The lack of acceptable contract negotiations over fair pay to writers is costing the studios significantly more than they would have lost by compensating their writing staff by accepting the WGA’s terms.

“They claim that you don’t need writing staff during production and that writing doesn’t happen in post. Well, as anyone who’s ever written for a TV show or knows how a TV show gets made knows, that is flat-out false,” said Yahlin Chang, WGA’s negotiating committee member. 

“Once an episode goes into prep and your production team comes back and says you’re a million dollars over budget, only writers can figure out how to consolidate scenes and do the rewriting necessary to keep the integrity of the story. And the lie that ‘writing doesn’t happen in post’ is how the companies have gotten away with forcing showrunners to work in post for free and for below minimum.”

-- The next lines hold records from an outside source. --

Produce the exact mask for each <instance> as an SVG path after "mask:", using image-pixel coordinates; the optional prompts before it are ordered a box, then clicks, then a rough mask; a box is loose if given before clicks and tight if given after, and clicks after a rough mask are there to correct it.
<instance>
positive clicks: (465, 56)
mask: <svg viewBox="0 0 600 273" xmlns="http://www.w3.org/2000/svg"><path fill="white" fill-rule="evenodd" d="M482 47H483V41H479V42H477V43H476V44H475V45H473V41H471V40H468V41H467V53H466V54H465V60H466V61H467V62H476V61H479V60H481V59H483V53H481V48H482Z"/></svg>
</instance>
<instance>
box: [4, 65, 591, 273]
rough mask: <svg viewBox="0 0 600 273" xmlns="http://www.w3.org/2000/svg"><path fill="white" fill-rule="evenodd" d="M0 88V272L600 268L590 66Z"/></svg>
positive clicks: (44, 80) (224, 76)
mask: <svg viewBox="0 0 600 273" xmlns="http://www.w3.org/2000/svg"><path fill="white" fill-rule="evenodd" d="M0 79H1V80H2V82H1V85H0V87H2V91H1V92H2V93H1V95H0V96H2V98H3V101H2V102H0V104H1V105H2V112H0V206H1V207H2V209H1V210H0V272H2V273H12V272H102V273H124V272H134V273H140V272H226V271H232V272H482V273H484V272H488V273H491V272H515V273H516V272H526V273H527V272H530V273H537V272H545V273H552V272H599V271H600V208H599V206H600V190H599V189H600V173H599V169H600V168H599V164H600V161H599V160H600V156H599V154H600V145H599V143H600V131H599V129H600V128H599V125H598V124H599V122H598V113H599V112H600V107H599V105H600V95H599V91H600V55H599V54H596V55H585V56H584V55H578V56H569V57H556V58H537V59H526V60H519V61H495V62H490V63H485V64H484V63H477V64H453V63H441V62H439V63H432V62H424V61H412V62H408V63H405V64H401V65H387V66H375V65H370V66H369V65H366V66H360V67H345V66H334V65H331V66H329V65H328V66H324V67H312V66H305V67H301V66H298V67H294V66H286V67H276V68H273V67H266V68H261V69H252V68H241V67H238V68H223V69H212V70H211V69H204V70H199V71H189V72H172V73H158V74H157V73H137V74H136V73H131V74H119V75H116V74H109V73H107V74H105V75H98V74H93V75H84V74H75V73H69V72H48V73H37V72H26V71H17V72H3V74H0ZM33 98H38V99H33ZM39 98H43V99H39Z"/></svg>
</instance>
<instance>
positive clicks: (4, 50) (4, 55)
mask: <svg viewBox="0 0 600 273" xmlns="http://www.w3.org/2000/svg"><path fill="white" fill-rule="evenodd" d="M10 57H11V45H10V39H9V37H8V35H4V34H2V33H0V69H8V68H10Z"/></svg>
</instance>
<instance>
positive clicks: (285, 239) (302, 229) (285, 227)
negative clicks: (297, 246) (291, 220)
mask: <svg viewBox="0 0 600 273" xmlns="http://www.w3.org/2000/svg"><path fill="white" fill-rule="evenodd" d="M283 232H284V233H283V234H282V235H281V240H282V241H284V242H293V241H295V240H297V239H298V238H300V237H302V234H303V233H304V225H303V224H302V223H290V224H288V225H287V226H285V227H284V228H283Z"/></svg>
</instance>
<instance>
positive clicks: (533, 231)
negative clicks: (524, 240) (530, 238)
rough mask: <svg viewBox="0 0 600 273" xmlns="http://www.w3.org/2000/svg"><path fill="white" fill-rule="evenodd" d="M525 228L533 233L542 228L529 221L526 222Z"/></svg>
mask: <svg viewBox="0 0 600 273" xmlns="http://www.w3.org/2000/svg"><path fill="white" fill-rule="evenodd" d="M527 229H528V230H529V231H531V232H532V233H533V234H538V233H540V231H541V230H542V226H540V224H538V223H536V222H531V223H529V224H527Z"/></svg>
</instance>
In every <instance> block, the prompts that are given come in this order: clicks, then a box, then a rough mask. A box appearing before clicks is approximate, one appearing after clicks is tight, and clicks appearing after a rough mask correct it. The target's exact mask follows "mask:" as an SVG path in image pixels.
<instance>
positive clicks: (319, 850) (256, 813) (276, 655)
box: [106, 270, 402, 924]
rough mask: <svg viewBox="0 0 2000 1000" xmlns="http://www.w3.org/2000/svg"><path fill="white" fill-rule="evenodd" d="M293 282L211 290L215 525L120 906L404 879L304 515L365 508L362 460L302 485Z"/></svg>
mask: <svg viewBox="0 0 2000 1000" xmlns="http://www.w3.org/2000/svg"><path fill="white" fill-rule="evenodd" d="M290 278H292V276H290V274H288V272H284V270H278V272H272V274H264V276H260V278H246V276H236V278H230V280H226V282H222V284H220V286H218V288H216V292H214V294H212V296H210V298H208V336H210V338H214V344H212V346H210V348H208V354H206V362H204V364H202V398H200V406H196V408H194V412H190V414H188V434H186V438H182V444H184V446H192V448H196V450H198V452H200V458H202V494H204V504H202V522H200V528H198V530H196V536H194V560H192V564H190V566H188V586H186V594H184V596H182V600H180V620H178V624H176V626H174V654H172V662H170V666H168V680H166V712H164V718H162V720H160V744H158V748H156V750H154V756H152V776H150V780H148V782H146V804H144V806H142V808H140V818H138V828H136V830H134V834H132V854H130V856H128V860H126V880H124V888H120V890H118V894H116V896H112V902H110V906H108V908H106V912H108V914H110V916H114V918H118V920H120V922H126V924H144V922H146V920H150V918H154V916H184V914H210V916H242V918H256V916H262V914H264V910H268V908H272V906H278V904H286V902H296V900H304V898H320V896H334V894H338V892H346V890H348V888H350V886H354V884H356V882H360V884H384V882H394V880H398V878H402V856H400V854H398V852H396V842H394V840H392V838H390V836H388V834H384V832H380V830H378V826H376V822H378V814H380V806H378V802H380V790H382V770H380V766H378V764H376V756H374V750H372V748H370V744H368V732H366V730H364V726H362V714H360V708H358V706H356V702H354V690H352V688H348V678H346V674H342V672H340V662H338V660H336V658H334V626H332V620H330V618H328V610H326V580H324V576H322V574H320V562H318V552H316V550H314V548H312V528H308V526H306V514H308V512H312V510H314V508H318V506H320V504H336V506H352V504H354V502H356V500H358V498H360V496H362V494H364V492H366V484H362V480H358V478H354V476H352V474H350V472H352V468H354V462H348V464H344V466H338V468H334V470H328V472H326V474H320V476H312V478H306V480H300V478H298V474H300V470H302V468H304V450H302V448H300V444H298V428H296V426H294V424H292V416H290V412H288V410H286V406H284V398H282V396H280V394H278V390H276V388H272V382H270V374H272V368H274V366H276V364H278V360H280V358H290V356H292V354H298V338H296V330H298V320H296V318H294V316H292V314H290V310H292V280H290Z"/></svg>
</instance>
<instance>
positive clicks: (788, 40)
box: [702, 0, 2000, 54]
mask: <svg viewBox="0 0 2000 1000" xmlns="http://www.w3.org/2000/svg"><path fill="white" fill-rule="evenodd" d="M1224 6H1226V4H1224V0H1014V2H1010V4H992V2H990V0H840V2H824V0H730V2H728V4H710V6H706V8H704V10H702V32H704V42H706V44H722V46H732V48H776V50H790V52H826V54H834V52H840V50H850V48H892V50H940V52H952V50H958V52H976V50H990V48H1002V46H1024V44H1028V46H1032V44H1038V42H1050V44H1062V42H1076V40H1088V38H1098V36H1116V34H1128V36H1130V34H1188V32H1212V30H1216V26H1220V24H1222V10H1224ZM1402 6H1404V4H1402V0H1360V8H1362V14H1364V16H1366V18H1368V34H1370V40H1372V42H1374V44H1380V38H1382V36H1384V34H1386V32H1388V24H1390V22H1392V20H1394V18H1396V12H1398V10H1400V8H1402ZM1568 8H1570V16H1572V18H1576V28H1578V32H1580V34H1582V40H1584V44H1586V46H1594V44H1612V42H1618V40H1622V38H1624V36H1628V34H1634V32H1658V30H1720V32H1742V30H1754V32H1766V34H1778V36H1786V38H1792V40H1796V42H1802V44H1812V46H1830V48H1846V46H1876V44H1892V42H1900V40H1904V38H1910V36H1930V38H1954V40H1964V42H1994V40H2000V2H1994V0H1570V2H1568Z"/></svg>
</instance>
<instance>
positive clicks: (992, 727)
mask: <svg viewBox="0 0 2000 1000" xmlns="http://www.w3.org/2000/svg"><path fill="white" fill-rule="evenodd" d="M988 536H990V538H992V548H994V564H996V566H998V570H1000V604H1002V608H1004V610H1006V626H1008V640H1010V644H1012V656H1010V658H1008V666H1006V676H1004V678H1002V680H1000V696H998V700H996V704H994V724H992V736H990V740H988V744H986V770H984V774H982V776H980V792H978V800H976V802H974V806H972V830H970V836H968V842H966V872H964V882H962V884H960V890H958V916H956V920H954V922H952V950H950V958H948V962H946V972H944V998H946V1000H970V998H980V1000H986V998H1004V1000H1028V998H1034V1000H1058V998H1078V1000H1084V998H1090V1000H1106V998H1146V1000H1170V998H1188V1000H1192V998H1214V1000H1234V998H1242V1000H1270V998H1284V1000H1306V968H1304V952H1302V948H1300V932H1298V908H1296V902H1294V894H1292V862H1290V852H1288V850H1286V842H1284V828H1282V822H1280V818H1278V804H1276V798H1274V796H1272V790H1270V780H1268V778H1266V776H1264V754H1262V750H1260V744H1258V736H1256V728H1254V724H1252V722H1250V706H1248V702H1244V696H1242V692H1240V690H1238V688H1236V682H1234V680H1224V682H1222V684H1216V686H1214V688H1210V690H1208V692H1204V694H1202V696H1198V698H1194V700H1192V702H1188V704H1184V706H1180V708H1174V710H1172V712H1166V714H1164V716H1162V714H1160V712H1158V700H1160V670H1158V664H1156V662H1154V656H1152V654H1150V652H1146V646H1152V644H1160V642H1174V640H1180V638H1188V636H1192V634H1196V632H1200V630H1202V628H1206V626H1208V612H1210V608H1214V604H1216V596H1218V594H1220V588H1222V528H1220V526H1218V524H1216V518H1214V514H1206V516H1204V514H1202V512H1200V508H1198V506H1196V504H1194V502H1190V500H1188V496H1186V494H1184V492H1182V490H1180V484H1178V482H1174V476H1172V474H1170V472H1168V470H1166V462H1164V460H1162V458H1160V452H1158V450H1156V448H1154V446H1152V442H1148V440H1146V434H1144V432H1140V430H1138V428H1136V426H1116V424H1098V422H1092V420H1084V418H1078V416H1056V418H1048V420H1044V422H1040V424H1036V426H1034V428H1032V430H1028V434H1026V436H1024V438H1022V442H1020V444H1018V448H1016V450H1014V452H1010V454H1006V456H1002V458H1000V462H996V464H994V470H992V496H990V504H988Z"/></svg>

Writers have been picketing since May 2nd over contract negotiations. Yesterday, the WGA held a “March and Rally for a Fair Contract” in Los Angeles. Thousands of writers and supporters joined the march starting at Pan Pacific Park and headed to the La Brea Tar Pits. The SAG-AFTRA, IATSE, the Directors Guild, and the American Federation of Musicians all came out to support the WGA. 

“The degradation of writers’ working conditions and wages is unsustainable. We already know this and quite frankly, the entire town does too. It is precisely what the Guild is fighting to change with the proposals we have on the table,” said Chang. “The destruction of the writers’ room will undermine our union and threaten our health and pension plans. We need to secure the stability for the current membership as well as generations of writers coming up after us.”

Sadly for now no end is in sight as both sides still seem far apart on finding a deal.